To test or not to test — that is the question
President Biden is being tested by a pandemic that won’t quit. In his latest remarks to the nation, the president provided an update on the coronavirus and warned about a continued rise in cases. He reiterated the need for people to get vaccinations and boosters to avoid serious illness, saying there is plenty of supply available. “We have in hand all the vaccines we need to get every American fully vaccinated, including the booster shot,” he said.
But can the same be said of testing?
There remains a gap between what Biden is saying about COVID-19 test availability and what people are experiencing around the country right now. In Orlando, Fla., the lines get longer and longer to the point where people are being sent home without a test.
In New York City, home to Broadway and 24-hour-a-day life, people waited for over five hours for tests and were turned away.
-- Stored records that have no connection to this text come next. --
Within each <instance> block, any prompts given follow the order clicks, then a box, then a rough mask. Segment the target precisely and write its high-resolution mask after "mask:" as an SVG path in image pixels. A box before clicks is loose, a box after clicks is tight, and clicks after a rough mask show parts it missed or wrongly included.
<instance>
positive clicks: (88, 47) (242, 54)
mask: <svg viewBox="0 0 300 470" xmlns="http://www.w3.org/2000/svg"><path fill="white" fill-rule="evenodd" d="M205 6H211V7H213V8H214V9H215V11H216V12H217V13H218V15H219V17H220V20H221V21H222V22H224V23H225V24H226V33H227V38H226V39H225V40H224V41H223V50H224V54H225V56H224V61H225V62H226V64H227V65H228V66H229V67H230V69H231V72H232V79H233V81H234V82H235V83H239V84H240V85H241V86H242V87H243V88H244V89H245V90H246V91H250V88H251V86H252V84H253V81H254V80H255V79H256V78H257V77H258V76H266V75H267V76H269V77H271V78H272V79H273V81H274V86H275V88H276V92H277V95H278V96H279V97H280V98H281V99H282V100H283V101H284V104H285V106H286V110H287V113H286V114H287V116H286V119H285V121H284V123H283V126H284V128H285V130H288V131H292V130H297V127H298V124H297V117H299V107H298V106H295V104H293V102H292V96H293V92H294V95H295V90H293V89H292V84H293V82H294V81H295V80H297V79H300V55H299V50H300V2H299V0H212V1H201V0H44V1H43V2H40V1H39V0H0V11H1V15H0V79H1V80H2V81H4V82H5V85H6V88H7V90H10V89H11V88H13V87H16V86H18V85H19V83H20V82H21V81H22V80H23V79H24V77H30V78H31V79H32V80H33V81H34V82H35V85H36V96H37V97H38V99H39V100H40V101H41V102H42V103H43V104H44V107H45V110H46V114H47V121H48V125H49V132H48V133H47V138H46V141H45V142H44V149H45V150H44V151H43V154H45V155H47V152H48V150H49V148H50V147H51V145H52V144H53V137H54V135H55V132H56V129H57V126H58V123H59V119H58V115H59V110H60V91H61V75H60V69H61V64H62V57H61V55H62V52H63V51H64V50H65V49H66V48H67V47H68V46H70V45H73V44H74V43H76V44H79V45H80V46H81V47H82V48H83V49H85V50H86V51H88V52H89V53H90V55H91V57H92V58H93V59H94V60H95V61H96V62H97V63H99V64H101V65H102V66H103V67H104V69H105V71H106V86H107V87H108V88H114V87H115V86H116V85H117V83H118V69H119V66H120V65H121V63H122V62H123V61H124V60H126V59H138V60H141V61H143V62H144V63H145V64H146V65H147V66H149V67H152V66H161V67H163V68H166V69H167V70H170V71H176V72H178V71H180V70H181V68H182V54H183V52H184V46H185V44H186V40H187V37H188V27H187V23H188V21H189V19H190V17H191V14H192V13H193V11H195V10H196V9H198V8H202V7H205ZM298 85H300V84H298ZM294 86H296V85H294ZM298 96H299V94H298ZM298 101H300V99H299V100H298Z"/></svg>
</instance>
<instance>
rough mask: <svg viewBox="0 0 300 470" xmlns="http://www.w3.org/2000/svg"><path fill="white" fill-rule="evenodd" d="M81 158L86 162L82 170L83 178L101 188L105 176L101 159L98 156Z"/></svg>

The Biden administration had to launch federally run COVID-19 testing sites in New York City and other areas overwhelmed by demand as the omicron variant causes record numbers of new coronavirus cases.
Parts of Massachusetts have car lines that look reminiscent of the early days of vaccinations as frustrated drivers crawled through traffic only to wait again at testing sites.
The good news from Biden is that insurance companies will provide reimbursement for tests (if you can find them), and he is promising that we will soon see more home tests on drugstore shelves. The U.S. government is launching a site later this month to get tests shipped to homes for free.
The most accurate tests available are polymerase chain reaction, or PCR, tests, which detect tiny fragments of the virus’s genetic material. Because the tests require specialized lab equipment, people have to wait for days to get their results, particularly when there are surges, as there are now, and as demand grows and logjams are created.
Rapid tests, on the other hand, find molecules that are found on the virus’s surface, called antigens. They’re not as accurate, but they can be run at home and provide results in as little as 15 minutes.
What is not available right now are home tests that distinguish between the delta and omicron variants, and the distinction is important for both transmissibility and treatment.
Another source of debate is around whether people coming out of isolation need to be tested, and how asymptomatic people should approach tests if they need them to travel or to access a public venue. Some states may decide to recommend that only high-risk people seek tests.
Ultimately, the right questions to ask are: How did we get into this testing mess? And how do we get out of it?
First, we must encourage citizens to learn how to respond to a problem before it is a crisis. Tests were available months ago and sat idle on drugstore shelves. We knew variants were around the corner, but it took a blizzard before we all purchased salt and shovels.
Secondly, government must be more responsive to its own predictions. If you foresee a need for an item that could be potentially out of stock, then stock up. The Biden administration has worked to increase production and has provided 50 million rapid tests to community health centers. Schools have received state allocations of resources that presumably are being used, in part, for tests.
But government can’t do everything. We have a private sector. Abbott Labs, which produces the BinaxNOW at-home tests, says that is will increase its production of 50 million test kits per month to 70 million in January. We need corporate America to keep supply up and prices down.
Lastly, we need solid data on the effectiveness of home tests. The Food and Drug Administration (FDA) says it is monitoring and evaluating antigen tests on the market for their sensitivity to the omicron variant. Dr. Fauci, director of the National Institute of Allergy and Infectious Diseases, clarified at a White House briefing Wednesday that rapid tests are still essential and that the FDA released its initial findings suggesting diminished receptivity to be fully transparent. The FDA has not said which test kit brands it had evaluated.
And are we sure everyone is reporting test results correctly?
With guidelines constantly changing, the public needs confidence in science and government. We are only going to get out of this crisis with team effort. When it comes to public health, the public is the most important variant.
Tara D. Sonenshine is a former U.S. under-secretary of state for public diplomacy and public affairs.